Omicron boosters are not very effective against minor illnesses

A healthcare worker administers a dose of Pfizer-BioNTech Covid-19 vaccine at the vaccination clinic at the Peabody Institute Library in Peabody, Massachusetts, USA on Wednesday, January 26, 2022.

Vanessa Leroy | Bloomberg | Getty Images

Experts say the new Covid omicron boosters are probably not very effective at preventing Covid infections and minor illnesses, but they will likely help keep the elderly and other vulnerable populations out of hospital this winter.

Centers for Disease Control and Prevention, Mr. real study published this weekfound that boosters were less than 50% effective against mild illness in nearly all age groups compared to unvaccinated people.

For the elderly, booster was 19% more effective in preventing minor illness when given as the fourth dose compared to unvaccinated people.
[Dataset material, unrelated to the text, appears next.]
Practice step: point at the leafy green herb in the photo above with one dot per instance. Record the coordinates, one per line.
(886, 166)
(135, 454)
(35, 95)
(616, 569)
It was 23% effective against mild illness when taken as the fifth dose.

Although the effectiveness of the vaccine against mild diseases was low, people who received a booster felt better than those who did not receive it. Revaccination increased people’s protection against mild illness by 28-56% compared to those who received only the old shots, depending on age and the time they received their last dose.

The FDA authorized boosters at the end of August to restore the high level of protection demonstrated by vaccines in late 2020 and early 2021. At the time, vaccinations were more than 90% effective against infection. But the first real data from the CDC shows that the boosters fall short of those lofty expectations.

“Boosters give you some extra protection, but they’re not that strong and you shouldn’t rely on them as your only defense against infection,” said John Moore, professor of microbiology and immunology at Weill Cornell Medical College.

Moore said there is good reason for people at higher risk of contracting Covid to get a booster as it boosts protection slightly. But he said common-sense measures, such as masking and avoiding large crowds, remain important tools for vulnerable groups as boosters are not very effective against infection.

The CDC study included more than 360,000 adults with healthy immune systems who were tested for Covid at retail pharmacies from September to November, when omicron BA.5 was dominant. Participants either received a booster, two or more doses of older shots, or were not vaccinated. He then compared those who tested positive for Covid with those who did not.

The study did not evaluate how well boosters work against severe illness, so it is still unclear if they will provide better protection against hospitalization than older shots. The CDC said in a statement that they will provide data on more severe effects when they become available.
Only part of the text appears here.